Investigating Performance of Multi-Threading on Zen 3 and AMD Ryzen 5000

Name: Investigating Performance of Multi-Threading on Zen 3 and AMD Ryzen 5000
Item: Investigating Performance of Multi-Threading on Zen 3 and AMD Ryzen 5000
Author: Dr. Ian Cutress

by Dr. Ian Cutress on December 3, 2020 10:00 AM EST

126 Comments | Add A Comment

126 Comments

CPU Performance

For simplicity, we are listing the percentage performance differentials in all of our CPU testing – the number shown is the % performance of having SMT2 enabled compared to having the setting disabled. Our benchmark suite consists of over 120 tests, full details of which can be found in our #CPUOverload article.

Here are the single threaded results.

Single Threaded Tests AMD Ryzen 9 5950X
AnandTech	SMT Off Baseline	SMT On
y-Cruncher	100%	99.5%
Dwarf Fortress	100%	99.9%
Dolphin 5.0	100%	99.1%
CineBench R20	100%	99.7%
Web Tests	100%	99.1%
GeekBench (4+5)	100%	100.8%
SPEC2006	100%	101.2%
SPEC2017	100%	99.2%

Interestingly enough our single threaded performance was within a single percentage point across the stack (SPEC being +1.2%). Given that ST mode should arguably give more resources to each thread for consistency, the fact that we see no difference means that AMD’s implementation of giving a single thread access to all the resources even in SMT mode is quite good.

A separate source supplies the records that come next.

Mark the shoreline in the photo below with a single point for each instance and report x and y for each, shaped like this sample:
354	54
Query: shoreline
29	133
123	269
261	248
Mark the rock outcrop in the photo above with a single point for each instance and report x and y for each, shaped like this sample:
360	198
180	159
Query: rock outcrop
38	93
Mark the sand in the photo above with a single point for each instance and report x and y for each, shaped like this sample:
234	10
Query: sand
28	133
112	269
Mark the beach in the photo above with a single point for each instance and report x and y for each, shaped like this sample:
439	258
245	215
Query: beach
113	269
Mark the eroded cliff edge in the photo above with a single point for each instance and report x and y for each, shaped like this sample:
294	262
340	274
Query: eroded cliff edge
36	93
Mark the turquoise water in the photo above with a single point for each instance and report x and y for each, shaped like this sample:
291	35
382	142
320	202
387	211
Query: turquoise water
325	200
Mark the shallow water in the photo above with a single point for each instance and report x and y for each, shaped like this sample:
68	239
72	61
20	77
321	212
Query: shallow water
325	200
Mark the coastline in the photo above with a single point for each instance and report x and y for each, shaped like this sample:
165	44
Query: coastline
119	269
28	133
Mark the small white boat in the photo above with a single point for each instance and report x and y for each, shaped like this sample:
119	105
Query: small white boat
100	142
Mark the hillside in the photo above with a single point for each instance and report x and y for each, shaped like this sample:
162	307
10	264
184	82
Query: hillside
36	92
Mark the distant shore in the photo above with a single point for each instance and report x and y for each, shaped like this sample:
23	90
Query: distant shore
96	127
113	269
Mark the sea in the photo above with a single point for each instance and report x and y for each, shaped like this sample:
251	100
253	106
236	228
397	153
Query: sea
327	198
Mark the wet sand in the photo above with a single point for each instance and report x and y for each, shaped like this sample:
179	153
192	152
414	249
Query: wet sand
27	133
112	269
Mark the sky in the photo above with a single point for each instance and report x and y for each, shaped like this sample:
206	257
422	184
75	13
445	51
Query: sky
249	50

The multithreaded tests are a bit more diverse:

Multi-Threaded Tests AMD Ryzen 9 5950X
AnandTech	SMT Off Baseline	SMT On
Agisoft Photoscan	100%	98.2%
3D Particle Movement	100%	165.7%
3DPM with AVX2	100%	177.5%
y-Cruncher	100%	94.5%
NAMD AVX2	100%	106.6%
AIBench	100%	88.2%
Blender	100%	125.1%
Corona	100%	145.5%
POV-Ray	100%	115.4%
V-Ray	100%	126.0%
CineBench R20	100%	118.6%
HandBrake 4K HEVC	100%	107.9%
7-Zip Combined	100%	133.9%
AES Crypto	100%	104.9%
WinRAR	100%	111.9%
GeekBench (4+5)	100%	109.3%

Here we have a number of different factors affecting the results.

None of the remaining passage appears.